Microsoft's response, to reduce Gates's span of command, and give the new business unit managers more autonomy, was partly governed by 100 interviews with programme managers and team leaders. But stopping the brain drain will depend on the reality or otherwise of the autonomy that Microsoft's able, rich people understandably crave.

Meeting their wishes may come hard to a company which is accustomed, for instance, to having public relations people sitting in on interviews and taking copious notes of what the executives say to the media. Buffett doesn't even have any PR staff. It is, of course, unfair to compare a large, integrated corporation like Microsoft with a widely diversified holding company like Berkshire. But most companies can be readily split into discrete, free-standing businesses which can be managed and controlled along Buffett lines.

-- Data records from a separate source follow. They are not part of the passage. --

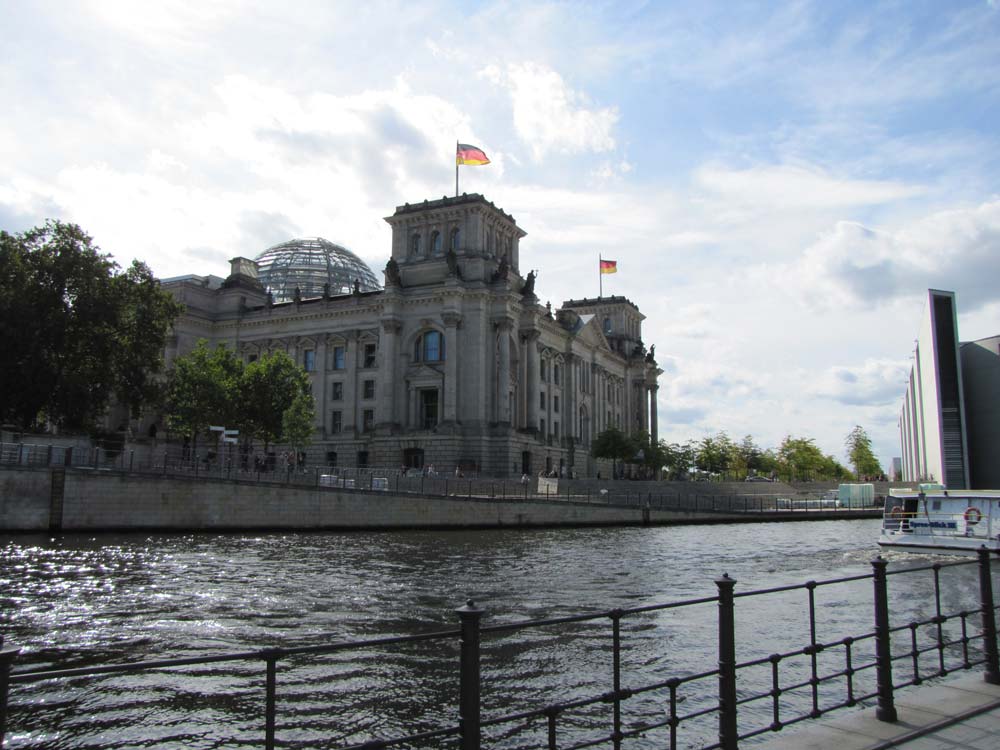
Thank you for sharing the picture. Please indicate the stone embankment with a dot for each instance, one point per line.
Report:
(57, 499)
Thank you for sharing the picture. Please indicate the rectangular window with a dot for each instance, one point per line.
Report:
(428, 408)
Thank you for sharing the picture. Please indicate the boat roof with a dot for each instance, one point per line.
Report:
(905, 492)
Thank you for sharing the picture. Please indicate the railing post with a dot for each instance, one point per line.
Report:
(7, 657)
(886, 707)
(728, 734)
(992, 674)
(469, 685)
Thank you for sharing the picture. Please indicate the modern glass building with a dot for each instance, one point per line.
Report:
(948, 425)
(309, 265)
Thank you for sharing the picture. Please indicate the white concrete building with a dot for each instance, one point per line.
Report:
(453, 362)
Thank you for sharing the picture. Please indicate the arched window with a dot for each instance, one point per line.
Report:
(429, 347)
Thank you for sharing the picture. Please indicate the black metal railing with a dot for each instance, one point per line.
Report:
(453, 484)
(841, 672)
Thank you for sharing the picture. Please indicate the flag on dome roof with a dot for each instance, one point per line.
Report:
(470, 155)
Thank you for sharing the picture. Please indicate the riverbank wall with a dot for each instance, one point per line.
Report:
(78, 500)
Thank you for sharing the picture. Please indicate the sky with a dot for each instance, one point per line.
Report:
(780, 183)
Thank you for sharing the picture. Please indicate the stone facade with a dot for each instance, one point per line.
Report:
(454, 362)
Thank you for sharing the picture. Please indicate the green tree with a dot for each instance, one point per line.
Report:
(202, 390)
(679, 458)
(652, 456)
(746, 457)
(614, 444)
(800, 460)
(859, 453)
(714, 454)
(297, 423)
(267, 390)
(76, 331)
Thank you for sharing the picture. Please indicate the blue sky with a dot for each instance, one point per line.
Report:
(780, 183)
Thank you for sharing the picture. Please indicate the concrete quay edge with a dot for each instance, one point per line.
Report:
(956, 713)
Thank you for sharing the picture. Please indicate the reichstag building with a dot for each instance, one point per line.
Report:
(451, 361)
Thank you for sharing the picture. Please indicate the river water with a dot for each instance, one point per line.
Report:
(78, 600)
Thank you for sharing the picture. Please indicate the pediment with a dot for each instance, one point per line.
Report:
(591, 333)
(421, 374)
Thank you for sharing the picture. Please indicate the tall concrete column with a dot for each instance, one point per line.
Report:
(601, 400)
(387, 372)
(320, 386)
(352, 393)
(502, 328)
(653, 420)
(570, 382)
(452, 322)
(532, 377)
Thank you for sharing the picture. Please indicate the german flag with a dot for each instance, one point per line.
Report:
(470, 155)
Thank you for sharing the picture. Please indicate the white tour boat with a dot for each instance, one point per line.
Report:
(940, 520)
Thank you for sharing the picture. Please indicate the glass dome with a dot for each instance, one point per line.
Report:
(310, 263)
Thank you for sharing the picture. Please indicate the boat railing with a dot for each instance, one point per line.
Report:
(970, 522)
(638, 692)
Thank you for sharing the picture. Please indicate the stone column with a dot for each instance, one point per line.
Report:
(387, 372)
(502, 327)
(653, 426)
(352, 391)
(531, 378)
(321, 385)
(570, 409)
(452, 322)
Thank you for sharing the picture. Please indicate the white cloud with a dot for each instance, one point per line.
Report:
(549, 115)
(957, 249)
(875, 382)
(794, 186)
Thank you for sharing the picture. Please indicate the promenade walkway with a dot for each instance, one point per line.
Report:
(947, 714)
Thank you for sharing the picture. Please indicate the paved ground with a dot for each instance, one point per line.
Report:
(949, 714)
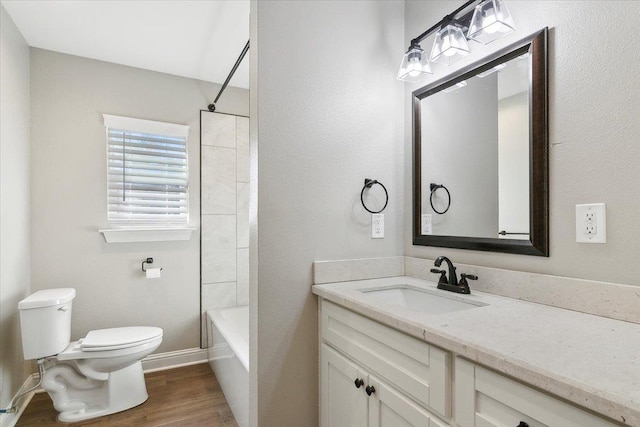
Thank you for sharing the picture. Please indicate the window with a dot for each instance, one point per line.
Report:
(147, 173)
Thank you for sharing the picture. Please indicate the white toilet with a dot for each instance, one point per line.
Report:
(98, 375)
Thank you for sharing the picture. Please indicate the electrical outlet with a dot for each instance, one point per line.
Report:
(377, 226)
(591, 226)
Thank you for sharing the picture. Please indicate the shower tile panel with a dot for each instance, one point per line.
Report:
(243, 214)
(218, 130)
(218, 248)
(242, 285)
(242, 140)
(218, 295)
(218, 173)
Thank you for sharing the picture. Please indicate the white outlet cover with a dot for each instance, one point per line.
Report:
(591, 223)
(377, 226)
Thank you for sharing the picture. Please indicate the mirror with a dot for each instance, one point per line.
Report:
(480, 141)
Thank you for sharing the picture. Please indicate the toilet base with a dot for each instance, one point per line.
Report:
(125, 389)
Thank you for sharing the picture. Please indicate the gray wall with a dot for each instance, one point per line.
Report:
(328, 111)
(68, 174)
(594, 102)
(14, 202)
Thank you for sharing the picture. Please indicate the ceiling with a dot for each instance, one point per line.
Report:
(196, 39)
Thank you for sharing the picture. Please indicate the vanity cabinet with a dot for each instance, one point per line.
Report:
(402, 381)
(352, 397)
(484, 398)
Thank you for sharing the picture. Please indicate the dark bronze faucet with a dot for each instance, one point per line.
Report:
(452, 283)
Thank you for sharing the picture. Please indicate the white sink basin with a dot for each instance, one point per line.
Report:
(423, 300)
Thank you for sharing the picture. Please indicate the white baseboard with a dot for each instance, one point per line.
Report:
(10, 420)
(174, 359)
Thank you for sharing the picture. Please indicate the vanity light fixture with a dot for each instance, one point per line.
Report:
(450, 45)
(491, 20)
(479, 20)
(414, 65)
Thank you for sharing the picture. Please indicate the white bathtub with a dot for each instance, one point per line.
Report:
(229, 357)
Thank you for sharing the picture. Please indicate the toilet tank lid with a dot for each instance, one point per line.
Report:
(47, 298)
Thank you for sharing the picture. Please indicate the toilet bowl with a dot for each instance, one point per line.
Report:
(97, 375)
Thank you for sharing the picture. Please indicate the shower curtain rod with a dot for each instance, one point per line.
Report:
(212, 106)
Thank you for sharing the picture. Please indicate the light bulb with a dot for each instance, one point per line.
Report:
(488, 24)
(414, 68)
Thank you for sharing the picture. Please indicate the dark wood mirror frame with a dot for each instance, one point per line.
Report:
(538, 243)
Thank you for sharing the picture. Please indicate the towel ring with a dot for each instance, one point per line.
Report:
(435, 187)
(368, 183)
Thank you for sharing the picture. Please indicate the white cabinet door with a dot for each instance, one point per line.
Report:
(389, 408)
(342, 404)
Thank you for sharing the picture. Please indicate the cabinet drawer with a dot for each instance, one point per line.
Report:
(408, 364)
(485, 398)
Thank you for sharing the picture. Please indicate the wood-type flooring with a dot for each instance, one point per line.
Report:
(188, 396)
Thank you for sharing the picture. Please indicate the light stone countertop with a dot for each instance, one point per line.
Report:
(589, 360)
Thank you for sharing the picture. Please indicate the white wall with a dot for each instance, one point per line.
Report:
(329, 114)
(594, 104)
(14, 202)
(69, 95)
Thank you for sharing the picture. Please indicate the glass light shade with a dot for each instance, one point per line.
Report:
(491, 20)
(450, 45)
(414, 66)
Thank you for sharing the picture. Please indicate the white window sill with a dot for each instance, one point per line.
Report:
(130, 235)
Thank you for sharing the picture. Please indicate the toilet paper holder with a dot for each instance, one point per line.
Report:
(147, 261)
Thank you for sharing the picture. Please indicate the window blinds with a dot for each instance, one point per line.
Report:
(147, 173)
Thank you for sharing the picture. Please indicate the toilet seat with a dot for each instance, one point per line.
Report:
(119, 338)
(113, 342)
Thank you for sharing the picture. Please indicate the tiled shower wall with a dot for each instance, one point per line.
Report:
(224, 190)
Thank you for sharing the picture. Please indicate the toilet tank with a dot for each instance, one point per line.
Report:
(45, 321)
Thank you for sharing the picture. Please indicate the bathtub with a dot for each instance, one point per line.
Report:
(229, 357)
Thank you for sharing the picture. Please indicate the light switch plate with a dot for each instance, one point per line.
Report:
(377, 226)
(426, 228)
(591, 223)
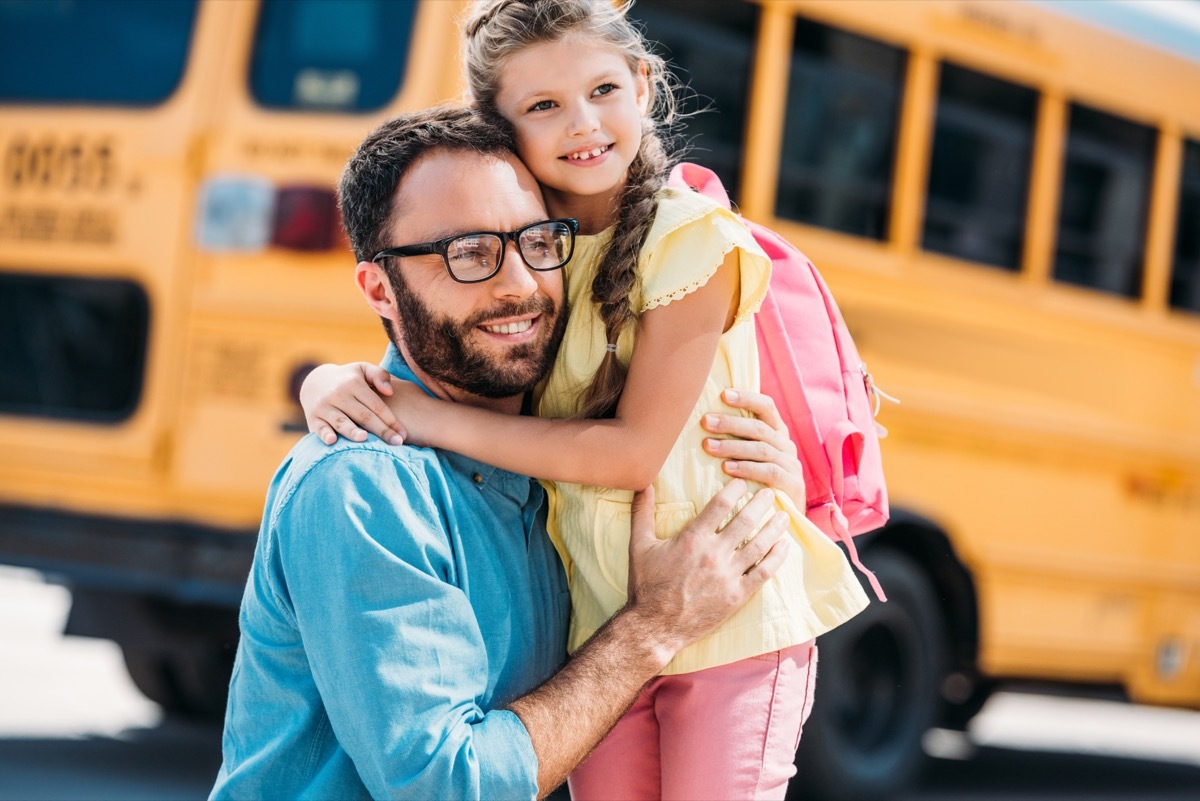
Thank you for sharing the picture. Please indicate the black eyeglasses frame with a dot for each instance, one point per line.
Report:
(442, 246)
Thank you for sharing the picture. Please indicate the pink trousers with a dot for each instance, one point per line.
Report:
(724, 733)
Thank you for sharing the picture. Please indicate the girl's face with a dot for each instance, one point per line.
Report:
(577, 110)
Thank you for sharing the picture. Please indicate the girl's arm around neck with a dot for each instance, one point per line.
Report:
(672, 359)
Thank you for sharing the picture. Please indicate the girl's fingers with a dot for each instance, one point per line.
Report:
(743, 449)
(346, 427)
(378, 378)
(325, 433)
(756, 403)
(739, 426)
(371, 413)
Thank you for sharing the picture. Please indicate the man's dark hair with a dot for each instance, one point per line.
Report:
(367, 188)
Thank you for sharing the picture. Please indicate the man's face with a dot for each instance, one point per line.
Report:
(495, 338)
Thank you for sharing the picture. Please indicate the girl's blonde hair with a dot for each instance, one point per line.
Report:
(499, 29)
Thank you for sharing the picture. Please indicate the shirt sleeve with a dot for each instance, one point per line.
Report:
(393, 643)
(687, 244)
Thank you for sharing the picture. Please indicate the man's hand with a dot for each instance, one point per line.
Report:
(681, 589)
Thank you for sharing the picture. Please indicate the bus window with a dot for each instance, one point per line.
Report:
(72, 347)
(1105, 190)
(1186, 273)
(840, 131)
(339, 56)
(709, 47)
(115, 53)
(979, 170)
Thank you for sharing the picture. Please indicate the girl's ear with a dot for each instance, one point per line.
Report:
(643, 92)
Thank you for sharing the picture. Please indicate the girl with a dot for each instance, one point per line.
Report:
(663, 288)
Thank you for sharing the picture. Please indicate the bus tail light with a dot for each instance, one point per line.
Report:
(306, 218)
(249, 214)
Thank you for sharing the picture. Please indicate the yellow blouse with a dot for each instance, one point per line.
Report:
(815, 590)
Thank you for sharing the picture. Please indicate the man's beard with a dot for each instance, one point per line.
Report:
(441, 345)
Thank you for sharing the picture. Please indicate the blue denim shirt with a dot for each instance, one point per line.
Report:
(399, 598)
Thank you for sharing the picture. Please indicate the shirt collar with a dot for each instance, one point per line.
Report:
(486, 476)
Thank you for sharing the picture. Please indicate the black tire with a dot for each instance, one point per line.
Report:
(191, 684)
(877, 691)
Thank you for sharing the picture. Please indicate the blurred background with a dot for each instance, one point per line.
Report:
(1003, 196)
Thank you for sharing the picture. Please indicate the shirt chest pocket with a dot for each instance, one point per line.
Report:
(611, 533)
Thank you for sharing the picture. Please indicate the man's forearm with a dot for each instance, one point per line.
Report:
(571, 712)
(679, 590)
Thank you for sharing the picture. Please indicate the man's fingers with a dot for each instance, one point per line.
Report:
(719, 507)
(761, 542)
(743, 525)
(761, 571)
(642, 516)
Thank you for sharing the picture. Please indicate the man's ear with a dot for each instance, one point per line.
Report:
(377, 289)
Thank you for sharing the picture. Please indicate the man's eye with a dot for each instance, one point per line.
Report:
(467, 251)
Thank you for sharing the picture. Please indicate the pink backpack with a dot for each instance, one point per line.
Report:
(825, 395)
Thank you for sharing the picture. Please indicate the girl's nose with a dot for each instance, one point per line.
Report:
(583, 120)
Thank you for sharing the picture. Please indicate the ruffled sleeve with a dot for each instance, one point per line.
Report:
(688, 242)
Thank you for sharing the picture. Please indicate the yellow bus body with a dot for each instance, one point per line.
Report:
(1045, 452)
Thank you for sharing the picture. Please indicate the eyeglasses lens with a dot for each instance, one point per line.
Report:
(477, 257)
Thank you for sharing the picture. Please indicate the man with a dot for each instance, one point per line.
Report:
(406, 612)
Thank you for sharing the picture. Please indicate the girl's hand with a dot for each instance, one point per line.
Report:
(335, 397)
(762, 450)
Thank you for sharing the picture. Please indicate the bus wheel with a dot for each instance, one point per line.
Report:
(191, 682)
(877, 691)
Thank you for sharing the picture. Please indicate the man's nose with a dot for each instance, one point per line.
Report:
(515, 278)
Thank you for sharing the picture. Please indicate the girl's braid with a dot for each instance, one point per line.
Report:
(617, 273)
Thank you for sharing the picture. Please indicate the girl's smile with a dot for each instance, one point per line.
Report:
(577, 109)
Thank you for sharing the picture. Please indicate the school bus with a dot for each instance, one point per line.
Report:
(1005, 197)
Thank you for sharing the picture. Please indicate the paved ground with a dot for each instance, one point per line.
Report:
(73, 728)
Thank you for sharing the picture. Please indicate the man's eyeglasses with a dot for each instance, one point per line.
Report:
(478, 256)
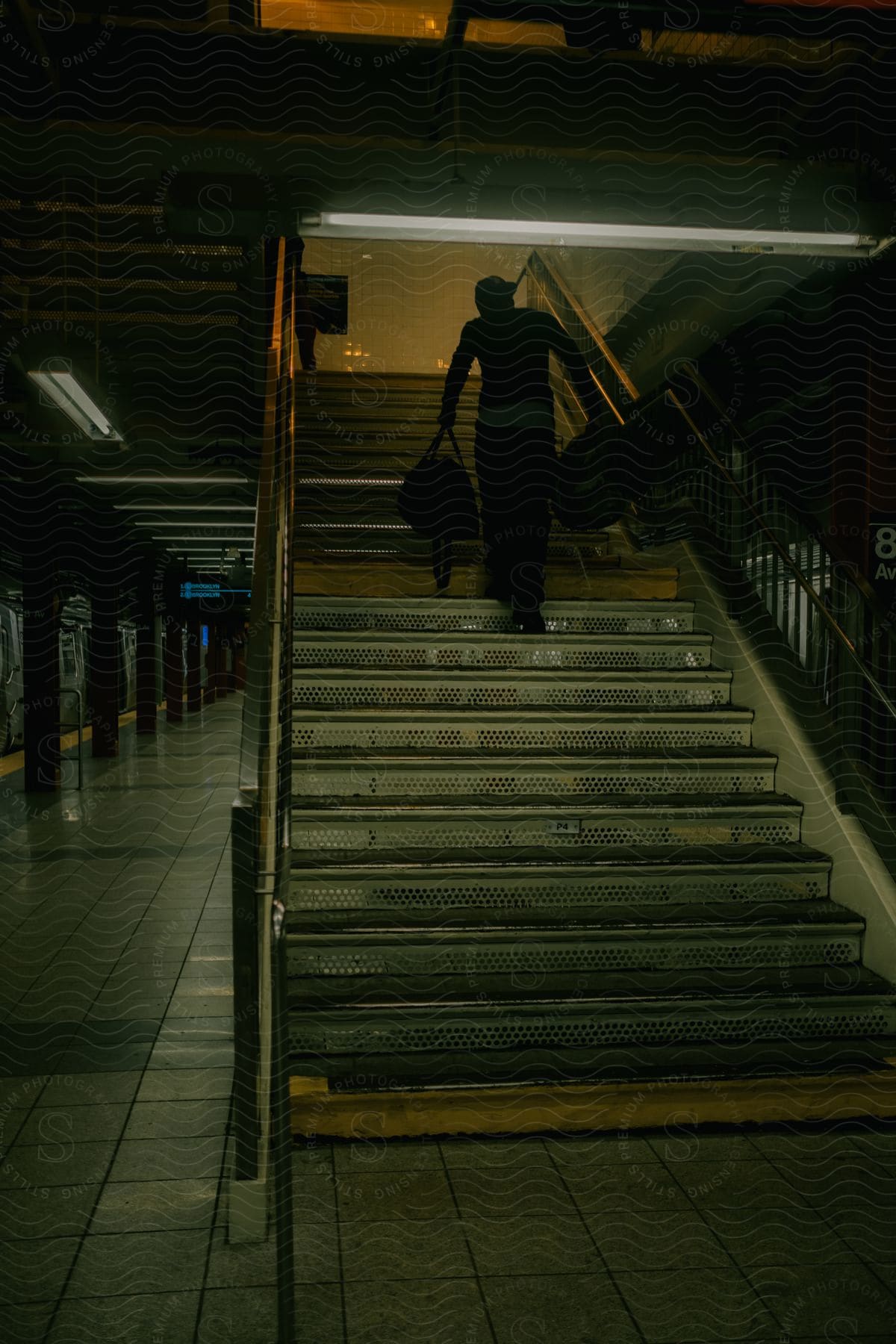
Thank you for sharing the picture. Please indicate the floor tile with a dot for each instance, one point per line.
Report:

The secret is to treat the unit manager as a CEO in his or her own right. Don't impose targets, for a start, but let them tell you what they are going to achieve and how. Second, don't have a fixed idea of how long people (or yourself, for that matter) should stay running an operation. If they are happy and doing an excellent job, only move them if you both feel they are not living up to their full potential: or you have another, more important post for which they are ideal.

You should always have a reservoir of able internal candidates for any such promotion. Characteristically, Buffett delegates this aspect of his responsibility, too. Thus, his top managers were asked to 'send me a letter updating your recommendations as to who should take over tomorrow if you became incapacitated tonight. Anything you send me will be confidential'.


That, you may be sure, rarely happens at Microsoft or most other companies. It means treating subordinates as equals, as grown-ups who know their businesses and their people and who can be trusted with anything – from accounting honestly for their expenses to thinking about succession. Trust is what ultimately distinguishes the Buffett and Gates styles. On results, you would have to say that Gates wins – but that has depended far less on management style than on the ruthless exploitation of a monopoly position which is unlikely to last.

For the long haul, Warren Buffett's way must be best. As an associate says, 'somehow Warren has been able to keep a diverse cast of characters working harder for him than they did for themselves. I see it every day – and I still don't know how he does it'. Having read all the above, though, you will have a good idea of the maestro's magic methods. Use them.